打印名称作为名字和姓氏格式

时间:2018-08-02 01:00:06

标签: regex python-3.x spacy data-extraction

我有一个文本文件,其中包含以下数据:

Last name, First name in some of the cases

例如:

The patient was referred by Dr. Douglas, John, updated by: ‎Acosta, Christina
The patient was referred by Potter, Rob,M.D.
Sam was referred by Dr. Alisa Russo

我想要输出为:

John Douglas
Rob Potter
Alisa Russo

我将代码用作:

print(str(string.partition(',')[2].split()[0] +" "+string.partition(',')[0].split()[0]))

3 个答案:

答案 0 :(得分:1)

您可以首先找到名称,在名称前加上“博士”。或后跟“ M.D.”,然后在输出名称时,如果有逗号,请交换名称的顺序:

import re
data = '''The patient was referred by Dr. Douglas, John, updated by: ‎Acosta, Christina
The patient was referred by Potter, Rob,M.D.
Sam was referred by Dr. Alisa Russo'''
for name in re.findall(r"(?<=Dr. ){0}|{0}(?=,\s*M.D.)".format("[a-z'-]+,? [a-z'-]+"), data, re.IGNORECASE):
    print(' '.join(name.split(', ')[::-1]) if ', ' in name else name)

这将输出:

John Douglas
Rob Potter
Alisa Russo

答案 1 :(得分:1)

第一个挑战是捕获医生的名字和姓氏。这很困难,因为有些名字很毛。带有一些替换的正则表达式可以帮助您,例如

(?:Dr. )(\w+) (\w+)|(?:Dr. )(\w+), (\w+)|(\w+), (\w+),?(?: ?M\.?D\.?)

Demo

Code Sample

import re

regex = r"(?:Dr. )(\w+) (\w+)|(?:Dr. )(\w+), (\w+)|(\w+), (\w+),?(?: ?M\.?D\.?)"

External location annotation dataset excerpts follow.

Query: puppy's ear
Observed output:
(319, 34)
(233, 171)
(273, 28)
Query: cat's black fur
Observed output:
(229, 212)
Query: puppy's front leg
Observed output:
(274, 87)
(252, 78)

test_str = ("The patient was referred by Dr. Douglas, John, updated by: ‎Acosta, Christina\n"
    "The patient was referred by Potter, Rob,M.D.\n"
    "Sam was referred by Dr. Alisa Russo")

matches = re.finditer(regex, test_str, re.MULTILINE)
results = []

for match in matches:
    if match.group(1):
        results.append([match.group(1), match.group(2)])
        next
    if match.group(3):
        results.append([match.group(4), match.group(3)])            
        next
    if match.group(5):
        results.append([match.group(6), match.group(5)])
        next

输出是列表列表。然后,打印变得非常容易。

[['John', 'Douglas'], ['Rob', 'Potter'], ['Alisa', 'Russo']]

答案 2 :(得分:0)

老实说,我首先要抓住名字。使用正则表达式...一旦得到,则根据','切换名字/姓氏。不要一次全部做完。